Outros houve que não resistiram à chantagem soviética. Como é o caso de John Vassal, agora recordado pela CNN. Vassal era à época um funcionário da embaixada do Reino Unido em Moscovo. Estávamos também na década de 1950. E tal como Joseph Alsop, também Vassal era homossexual e envolveu-se com um prostituto-espião num quarto de hotel. “Os russos encontraram uma fenda na minha armadura antes de qualquer outra pessoa”, recordaria na sua autobiografia, “Vassall: The Autobiography of a Spy”. Sim, John Vassal aceitou ser espião. Sobretudo porque, à época, a homossexualidade (e a prática de sexo homossexual) era criminalizada no Reino Unido. Temia ser preso.
Mas acabaria por sê-lo, anos mais tarde, quando o caso finalmente deu à estampa no Reino Unido. Cumpriria quase duas décadas na prisão por causa da espionagem — e não da opção sexual. Vassal recordaria assim o dia que mudou por completo a sua vida: “Lá estava eu: nu, a sorrir para a câmara sem saber”.
“Moomoo”, uma prostituta-espia ao seu dispôr
Dela pouco ou nada se sabe. Quem com ela se envolveu — e hoje lamenta tê-lo feito, certamente –, recorda-lhe sobretudo a beleza. E mais do que a beleza, recorda-lhe o encanto que tinha. Tratavam-na apenas por “Moomoo”, como recorda a revista Atlantic. Não era uma prostituta como outras que o KGB e, mais tarde, o FSB utilizaram para perpetrar o kompromat. Mas era espia como as demais. Uma espia que utilizava as redes sociais para atrair homens que Putin e o regime queriam ver caídos em desgraça.
Uma dessas vítimas é Ilya Yashin, ativista próximo da oposição encabeçada por Boris Nemtsov.
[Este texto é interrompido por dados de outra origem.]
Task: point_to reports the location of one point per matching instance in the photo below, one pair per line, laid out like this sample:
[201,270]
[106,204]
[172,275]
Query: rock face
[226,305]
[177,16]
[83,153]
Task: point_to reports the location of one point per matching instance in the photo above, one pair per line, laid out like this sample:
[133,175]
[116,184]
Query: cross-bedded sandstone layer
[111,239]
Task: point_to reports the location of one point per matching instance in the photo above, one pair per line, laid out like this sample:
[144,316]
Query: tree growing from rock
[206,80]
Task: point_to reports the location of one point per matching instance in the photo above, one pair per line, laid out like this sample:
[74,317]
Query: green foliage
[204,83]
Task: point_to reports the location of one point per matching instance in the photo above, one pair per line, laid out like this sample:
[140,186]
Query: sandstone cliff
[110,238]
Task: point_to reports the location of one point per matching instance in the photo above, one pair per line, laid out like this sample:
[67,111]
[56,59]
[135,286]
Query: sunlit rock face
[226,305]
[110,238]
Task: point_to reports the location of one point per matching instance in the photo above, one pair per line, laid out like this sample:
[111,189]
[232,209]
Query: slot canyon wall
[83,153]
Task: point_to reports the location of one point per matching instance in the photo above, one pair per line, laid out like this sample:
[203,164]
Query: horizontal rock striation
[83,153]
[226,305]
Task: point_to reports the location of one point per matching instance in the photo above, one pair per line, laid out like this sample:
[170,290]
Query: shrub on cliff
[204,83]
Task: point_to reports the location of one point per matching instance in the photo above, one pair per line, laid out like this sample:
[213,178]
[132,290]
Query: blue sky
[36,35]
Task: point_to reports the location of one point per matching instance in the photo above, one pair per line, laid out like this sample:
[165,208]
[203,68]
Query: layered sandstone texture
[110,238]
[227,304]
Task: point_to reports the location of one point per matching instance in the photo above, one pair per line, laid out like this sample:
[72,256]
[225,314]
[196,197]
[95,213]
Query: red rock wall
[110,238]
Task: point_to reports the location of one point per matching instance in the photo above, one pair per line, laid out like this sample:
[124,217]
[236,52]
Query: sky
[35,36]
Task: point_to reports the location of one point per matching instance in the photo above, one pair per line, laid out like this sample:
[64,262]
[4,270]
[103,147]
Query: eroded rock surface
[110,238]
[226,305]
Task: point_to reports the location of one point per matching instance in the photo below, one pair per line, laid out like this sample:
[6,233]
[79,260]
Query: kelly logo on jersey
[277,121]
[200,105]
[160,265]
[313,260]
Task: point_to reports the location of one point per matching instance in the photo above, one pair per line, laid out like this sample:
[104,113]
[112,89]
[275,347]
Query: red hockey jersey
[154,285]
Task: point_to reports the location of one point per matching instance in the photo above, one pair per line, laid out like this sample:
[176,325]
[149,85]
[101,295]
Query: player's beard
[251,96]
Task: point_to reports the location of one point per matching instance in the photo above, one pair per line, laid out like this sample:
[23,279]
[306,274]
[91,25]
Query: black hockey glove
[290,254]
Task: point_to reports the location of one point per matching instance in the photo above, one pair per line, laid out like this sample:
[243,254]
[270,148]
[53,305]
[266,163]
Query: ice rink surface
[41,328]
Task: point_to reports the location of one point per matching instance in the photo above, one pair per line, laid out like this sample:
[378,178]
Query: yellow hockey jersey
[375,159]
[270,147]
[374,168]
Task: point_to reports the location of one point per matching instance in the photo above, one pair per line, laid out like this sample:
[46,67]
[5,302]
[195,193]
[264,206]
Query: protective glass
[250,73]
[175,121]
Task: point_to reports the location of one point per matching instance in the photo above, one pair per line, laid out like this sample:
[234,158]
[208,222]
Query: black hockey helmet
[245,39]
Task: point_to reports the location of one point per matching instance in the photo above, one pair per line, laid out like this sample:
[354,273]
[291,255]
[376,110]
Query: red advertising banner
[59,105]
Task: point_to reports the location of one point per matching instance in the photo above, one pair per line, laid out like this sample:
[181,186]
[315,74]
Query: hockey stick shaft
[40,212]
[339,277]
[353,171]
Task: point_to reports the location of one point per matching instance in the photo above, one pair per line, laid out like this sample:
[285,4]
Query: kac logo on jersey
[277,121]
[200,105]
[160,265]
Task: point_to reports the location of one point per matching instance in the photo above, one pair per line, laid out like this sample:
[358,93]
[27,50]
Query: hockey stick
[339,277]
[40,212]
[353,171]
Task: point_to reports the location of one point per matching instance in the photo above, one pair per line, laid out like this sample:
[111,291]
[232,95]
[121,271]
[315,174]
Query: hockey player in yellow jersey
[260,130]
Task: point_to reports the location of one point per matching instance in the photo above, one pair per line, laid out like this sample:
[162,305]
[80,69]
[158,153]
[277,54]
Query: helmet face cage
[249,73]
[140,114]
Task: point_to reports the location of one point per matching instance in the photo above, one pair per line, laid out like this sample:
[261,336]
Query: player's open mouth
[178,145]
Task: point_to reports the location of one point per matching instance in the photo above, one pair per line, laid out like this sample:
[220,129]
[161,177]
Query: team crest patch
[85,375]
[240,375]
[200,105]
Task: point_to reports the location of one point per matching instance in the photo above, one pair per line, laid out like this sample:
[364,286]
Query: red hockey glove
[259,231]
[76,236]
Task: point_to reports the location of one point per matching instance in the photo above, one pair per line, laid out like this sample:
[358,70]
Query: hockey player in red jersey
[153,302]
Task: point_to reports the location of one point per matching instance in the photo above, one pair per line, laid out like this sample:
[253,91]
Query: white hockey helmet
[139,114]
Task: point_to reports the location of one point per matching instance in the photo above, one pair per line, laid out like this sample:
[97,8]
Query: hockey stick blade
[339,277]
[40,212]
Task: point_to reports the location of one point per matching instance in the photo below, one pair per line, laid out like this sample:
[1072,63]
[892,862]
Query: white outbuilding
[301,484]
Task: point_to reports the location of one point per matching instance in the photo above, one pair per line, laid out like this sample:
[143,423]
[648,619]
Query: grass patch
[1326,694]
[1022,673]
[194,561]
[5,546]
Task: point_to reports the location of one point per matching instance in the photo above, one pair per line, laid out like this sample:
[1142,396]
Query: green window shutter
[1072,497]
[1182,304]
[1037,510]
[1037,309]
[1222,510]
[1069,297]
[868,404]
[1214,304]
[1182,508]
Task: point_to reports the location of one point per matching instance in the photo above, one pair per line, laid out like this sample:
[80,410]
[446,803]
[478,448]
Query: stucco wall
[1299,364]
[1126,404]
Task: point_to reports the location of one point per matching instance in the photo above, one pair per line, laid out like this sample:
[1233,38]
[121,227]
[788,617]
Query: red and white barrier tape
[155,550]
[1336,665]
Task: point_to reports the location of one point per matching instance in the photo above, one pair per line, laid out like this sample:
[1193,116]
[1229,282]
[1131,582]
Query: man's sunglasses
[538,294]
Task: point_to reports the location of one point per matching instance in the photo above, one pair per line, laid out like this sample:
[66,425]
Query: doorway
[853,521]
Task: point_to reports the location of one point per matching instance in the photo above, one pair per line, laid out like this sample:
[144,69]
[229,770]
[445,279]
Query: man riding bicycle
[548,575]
E não, Yashin não caiu em desgraça, mesmo tendo-se envolvido com “Moomoo”. Porquê? É que muitas das vítimas do kompromat preferem, hoje, que se divulgue o que deles há de comprometedor, sendo reconhecidos na sociedade como alguém que não cedeu à chantagem. Foi esse o caso de Ilya Yashin.
À época, e quando foi contactado por “Moomoo”, tinha 25 anos e era solteiro. Ao fim de algumas semanas de troca de mensagens, resolveram encontrar-se. Yashin aceitou o convite para ir até à casa (repleta de material de espionagem do FSB) dela e, assim que lá chegou, foi surpreendido. Ou melhor, “assustado”. E recordaria: “Quando lá cheguei, encontrei outra mulher. Elas atacaram-me sexualmente assim que entrei pela porta”. Yashin não desconfiou logo do que se tratava — de espionagem –, mas desconfiaria mais tarde. “Fiquei desconfiado quando uma delas foi buscar uma mala com brinquedos sexuais, enquanto a outra me começava a chicotear. Pedi-lhe que guardasse tudo”, lembra, citado pelo New York Times. Ainda lhe ofereceriam cocaína. Voltaria a recusar. Vestiu-se e abandonou a casa.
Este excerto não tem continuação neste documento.